The problem many vaccine investigators are experiencing is that it’s difficult to find a vaccine that broadly neutralizes the many HIV strains, he says.

"But once a person is exposed to the virus and acquires the virus, the fact that the vaccine has been there to prime the immune system will allow their immune responses to give it a head start to suppress the viremia, keeping it at lower levels," Gilbert notes. "The key endpoint in these trials will be the initiation of antiretroviral therapy."

A vaccine that successfully slows disease progression, even if it did not prevent infection, could be of great public health benefit and save treatment resources, he adds.

"It could also cut transmission, because if a person’s virus stays pretty low, then there are good data suggesting that it would translate into a reduced probability of transmission to others," Gilbert says.

"I think people say they’re going for both prevention and slowing disease progression, but I think many of us may be are a bit more optimistic that we’ll get something that controls viral load before we get something that prevents infection," he states.
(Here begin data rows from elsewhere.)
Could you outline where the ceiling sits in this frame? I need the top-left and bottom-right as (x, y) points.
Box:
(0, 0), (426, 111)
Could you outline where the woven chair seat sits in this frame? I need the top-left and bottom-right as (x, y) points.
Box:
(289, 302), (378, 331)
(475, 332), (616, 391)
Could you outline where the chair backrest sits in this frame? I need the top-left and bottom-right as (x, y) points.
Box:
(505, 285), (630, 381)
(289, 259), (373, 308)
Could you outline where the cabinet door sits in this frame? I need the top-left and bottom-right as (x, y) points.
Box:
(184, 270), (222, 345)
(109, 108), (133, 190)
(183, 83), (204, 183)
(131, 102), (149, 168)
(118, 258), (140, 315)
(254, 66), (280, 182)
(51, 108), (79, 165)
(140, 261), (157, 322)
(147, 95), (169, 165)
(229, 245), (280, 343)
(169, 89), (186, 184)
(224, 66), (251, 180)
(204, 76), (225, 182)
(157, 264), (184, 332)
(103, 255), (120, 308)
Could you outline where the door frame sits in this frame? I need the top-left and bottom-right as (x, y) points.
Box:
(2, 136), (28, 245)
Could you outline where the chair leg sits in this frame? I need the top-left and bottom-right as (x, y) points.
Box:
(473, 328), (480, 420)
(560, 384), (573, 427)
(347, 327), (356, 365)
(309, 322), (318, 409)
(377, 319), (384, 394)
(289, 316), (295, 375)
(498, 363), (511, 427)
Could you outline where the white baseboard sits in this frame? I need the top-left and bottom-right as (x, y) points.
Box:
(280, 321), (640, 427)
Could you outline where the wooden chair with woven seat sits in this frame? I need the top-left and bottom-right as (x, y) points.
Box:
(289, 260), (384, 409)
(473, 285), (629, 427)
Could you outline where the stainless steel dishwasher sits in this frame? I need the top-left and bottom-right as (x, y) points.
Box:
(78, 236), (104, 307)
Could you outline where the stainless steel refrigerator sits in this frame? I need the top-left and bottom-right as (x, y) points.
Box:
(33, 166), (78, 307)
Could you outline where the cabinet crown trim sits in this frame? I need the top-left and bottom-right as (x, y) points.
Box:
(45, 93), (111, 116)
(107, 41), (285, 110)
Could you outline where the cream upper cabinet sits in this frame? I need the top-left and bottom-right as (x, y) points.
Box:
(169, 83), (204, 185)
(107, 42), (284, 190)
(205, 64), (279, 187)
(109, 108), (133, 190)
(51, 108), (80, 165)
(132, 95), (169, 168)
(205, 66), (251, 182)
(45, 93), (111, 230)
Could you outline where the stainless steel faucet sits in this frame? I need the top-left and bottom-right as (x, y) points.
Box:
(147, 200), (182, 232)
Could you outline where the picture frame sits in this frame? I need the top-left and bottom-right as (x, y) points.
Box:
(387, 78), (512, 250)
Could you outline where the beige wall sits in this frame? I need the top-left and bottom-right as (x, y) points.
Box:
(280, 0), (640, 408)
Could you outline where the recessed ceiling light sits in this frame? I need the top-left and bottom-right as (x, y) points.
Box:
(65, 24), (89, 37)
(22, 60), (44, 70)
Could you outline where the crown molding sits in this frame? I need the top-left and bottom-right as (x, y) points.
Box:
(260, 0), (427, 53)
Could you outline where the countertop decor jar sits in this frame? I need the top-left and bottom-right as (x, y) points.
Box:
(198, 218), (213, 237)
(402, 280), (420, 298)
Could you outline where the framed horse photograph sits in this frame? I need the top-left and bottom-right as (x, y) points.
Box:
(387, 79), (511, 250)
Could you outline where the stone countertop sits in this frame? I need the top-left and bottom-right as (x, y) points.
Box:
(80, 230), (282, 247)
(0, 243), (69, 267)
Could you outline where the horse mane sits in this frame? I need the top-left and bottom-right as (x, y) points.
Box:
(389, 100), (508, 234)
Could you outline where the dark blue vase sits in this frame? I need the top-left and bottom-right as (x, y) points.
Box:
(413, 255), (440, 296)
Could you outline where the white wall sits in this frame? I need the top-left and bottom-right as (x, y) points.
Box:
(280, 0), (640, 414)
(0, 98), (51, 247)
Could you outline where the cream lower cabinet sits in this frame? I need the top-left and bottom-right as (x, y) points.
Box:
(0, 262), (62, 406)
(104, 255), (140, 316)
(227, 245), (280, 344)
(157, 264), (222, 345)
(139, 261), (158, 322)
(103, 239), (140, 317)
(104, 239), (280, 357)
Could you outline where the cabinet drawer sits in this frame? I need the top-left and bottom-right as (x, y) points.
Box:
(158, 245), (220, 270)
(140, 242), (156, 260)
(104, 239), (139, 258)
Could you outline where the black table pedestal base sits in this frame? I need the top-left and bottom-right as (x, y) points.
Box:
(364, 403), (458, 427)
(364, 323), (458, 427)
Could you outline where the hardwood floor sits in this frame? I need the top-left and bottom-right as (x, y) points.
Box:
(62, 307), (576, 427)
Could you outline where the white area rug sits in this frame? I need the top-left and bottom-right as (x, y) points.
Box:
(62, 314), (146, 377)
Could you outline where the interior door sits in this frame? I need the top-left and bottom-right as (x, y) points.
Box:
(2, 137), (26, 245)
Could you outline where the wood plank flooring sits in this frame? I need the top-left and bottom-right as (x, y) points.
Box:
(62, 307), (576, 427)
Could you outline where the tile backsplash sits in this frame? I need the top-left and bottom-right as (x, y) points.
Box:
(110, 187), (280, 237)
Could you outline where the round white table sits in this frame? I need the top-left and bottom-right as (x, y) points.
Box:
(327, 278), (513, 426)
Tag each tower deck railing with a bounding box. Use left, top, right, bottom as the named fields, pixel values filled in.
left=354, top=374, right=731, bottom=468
Among the vaccine research presented at the recent retroviruses conference, were these studies:

  • Foamy viruses as potential vectors.

    Investigators from Atlanta and Los Angeles presented findings about the use foamy viruses, which are retroviruses endemic in nonhuman primates, as vectors. Their study concluded that foamy viruses can successfully transfer HIV-1 gag in a variety of cells, and so further study is warranted.2

  • Therapeutic HIV vaccination regimens.

    Investigators from the United Kingdom, Switzerland, Sweden, Australia, and France studied the hypothesis that a therapeutic vaccination of antiretroviral-treated primary HIV infection subjects could suppress plasma HIV-1 RNA for the long-term following medication discontinuation. Their double-blind, randomized study did not find any significant benefit of vaccination with ALVAC-HIV over placebo.3

  • Broad HIV-1 sensitivity to neutralization with vaccine sera.
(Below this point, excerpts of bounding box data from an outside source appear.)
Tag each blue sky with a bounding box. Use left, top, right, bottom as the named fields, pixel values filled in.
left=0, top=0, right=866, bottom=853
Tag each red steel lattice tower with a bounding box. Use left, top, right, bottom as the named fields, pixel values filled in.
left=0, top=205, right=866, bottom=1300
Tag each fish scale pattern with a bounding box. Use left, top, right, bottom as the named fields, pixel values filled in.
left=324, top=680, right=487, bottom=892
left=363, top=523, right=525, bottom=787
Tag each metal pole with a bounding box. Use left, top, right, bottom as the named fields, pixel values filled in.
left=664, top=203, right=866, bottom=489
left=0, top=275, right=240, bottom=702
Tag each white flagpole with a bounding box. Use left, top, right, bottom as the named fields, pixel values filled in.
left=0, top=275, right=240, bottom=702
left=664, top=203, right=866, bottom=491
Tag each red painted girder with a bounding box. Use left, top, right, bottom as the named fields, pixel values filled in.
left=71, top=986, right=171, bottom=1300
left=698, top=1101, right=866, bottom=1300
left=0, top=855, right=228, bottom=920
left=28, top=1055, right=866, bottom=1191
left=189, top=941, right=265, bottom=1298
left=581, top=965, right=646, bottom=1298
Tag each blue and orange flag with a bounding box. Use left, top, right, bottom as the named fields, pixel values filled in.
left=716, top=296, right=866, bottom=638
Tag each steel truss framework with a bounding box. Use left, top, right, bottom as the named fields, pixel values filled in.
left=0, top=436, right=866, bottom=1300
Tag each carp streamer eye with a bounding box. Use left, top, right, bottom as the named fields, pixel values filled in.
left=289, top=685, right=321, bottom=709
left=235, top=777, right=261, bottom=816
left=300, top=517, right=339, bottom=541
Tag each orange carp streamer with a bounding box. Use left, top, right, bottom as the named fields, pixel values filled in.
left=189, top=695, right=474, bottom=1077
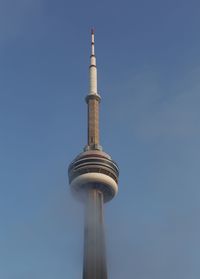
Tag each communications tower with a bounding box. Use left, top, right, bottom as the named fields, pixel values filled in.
left=68, top=29, right=119, bottom=279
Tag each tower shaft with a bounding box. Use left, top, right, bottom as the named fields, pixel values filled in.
left=83, top=187, right=107, bottom=279
left=88, top=97, right=99, bottom=147
left=86, top=30, right=101, bottom=149
left=68, top=30, right=119, bottom=279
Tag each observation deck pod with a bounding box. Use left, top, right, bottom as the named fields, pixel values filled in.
left=68, top=150, right=119, bottom=202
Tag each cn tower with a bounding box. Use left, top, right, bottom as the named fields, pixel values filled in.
left=68, top=29, right=119, bottom=279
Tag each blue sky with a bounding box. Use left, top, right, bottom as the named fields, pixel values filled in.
left=0, top=0, right=200, bottom=279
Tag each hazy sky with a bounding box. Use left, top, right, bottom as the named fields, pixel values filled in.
left=0, top=0, right=200, bottom=279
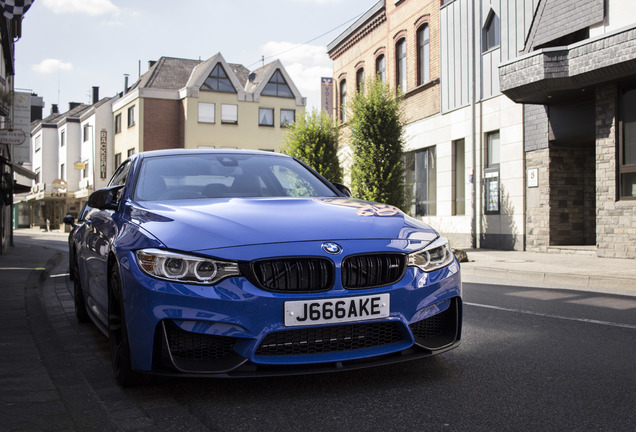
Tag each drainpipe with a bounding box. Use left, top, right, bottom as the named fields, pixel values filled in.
left=469, top=1, right=478, bottom=249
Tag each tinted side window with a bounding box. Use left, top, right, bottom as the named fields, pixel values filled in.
left=108, top=160, right=130, bottom=186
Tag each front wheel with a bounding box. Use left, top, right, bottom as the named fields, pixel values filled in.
left=108, top=264, right=140, bottom=387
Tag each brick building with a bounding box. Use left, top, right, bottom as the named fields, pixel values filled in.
left=328, top=0, right=532, bottom=249
left=329, top=0, right=636, bottom=258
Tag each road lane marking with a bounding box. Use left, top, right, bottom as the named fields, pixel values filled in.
left=464, top=302, right=636, bottom=330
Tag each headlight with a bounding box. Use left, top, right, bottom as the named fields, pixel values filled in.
left=135, top=249, right=241, bottom=285
left=408, top=237, right=453, bottom=272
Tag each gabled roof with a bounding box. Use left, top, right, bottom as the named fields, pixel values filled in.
left=137, top=57, right=202, bottom=90
left=123, top=53, right=303, bottom=105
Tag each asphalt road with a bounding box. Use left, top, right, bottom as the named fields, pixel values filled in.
left=13, top=235, right=636, bottom=432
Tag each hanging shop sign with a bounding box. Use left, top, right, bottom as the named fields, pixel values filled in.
left=99, top=129, right=108, bottom=180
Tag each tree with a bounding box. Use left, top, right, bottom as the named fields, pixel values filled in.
left=282, top=109, right=342, bottom=183
left=348, top=80, right=405, bottom=208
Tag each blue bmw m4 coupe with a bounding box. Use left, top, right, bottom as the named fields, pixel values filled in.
left=65, top=150, right=462, bottom=385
    Investigators with ViroLogic Inc. in South San Francisco tested more than 50 viruses for sensitivity to various immunologic reagents and defined three categories of isolates. They concluded that HIV-1 isolates that are broadly sensitive to neutralization with many immunologic reagents also have pan-sensitivity to monoclonal antibodies directed against diverse regions across gp160.4

References

1. Han D, Kim Y, Skiadopoulos M, et al. Developing HIV-1 vaccine using human parainfluenza virus. Presented at the 11th Conference on Retroviruses and Opportunistic Infections. San Francisco; February 2004. Abstract: 265.

2. Hardy WD, Liu C, Xie Y, et al. Foamy viruses as potential vectors for HIV vaccine and gene therapy applications. Presented at the 11th Conference on Retroviruses and Opportunistic Infections. San Francisco; February 2004. Abstract: 262.
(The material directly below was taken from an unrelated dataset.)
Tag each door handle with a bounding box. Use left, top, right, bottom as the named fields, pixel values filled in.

3. Kinloch S, Perrin L, Hoen B, et al. Evaluation of 2 therapeutic HIV vaccination regimens in HAART-treated primary HIV infection subjects following analytical treatment interruption: QUEST PROB3005, a randomized, placebo-controlled study. Presented at the 11th Conference on Retroviruses and Opportunistic Infections. San Francisco; February 2004. Abstract: 168.

4. Wrin T, Chappey C, Huang W, Petropoulos C. Broad HIV-1 sensitivity to neutralization with vaccine sera, monoclonal antibodies, and HIV+ plasma and sera is a pan-gp160 phenomenon associated with high fusion activity and shortened V1/V2 regions. Presented at the 11th Conference on Retroviruses and Opportunistic Infections. San Francisco; February 2004. Abstract: 165.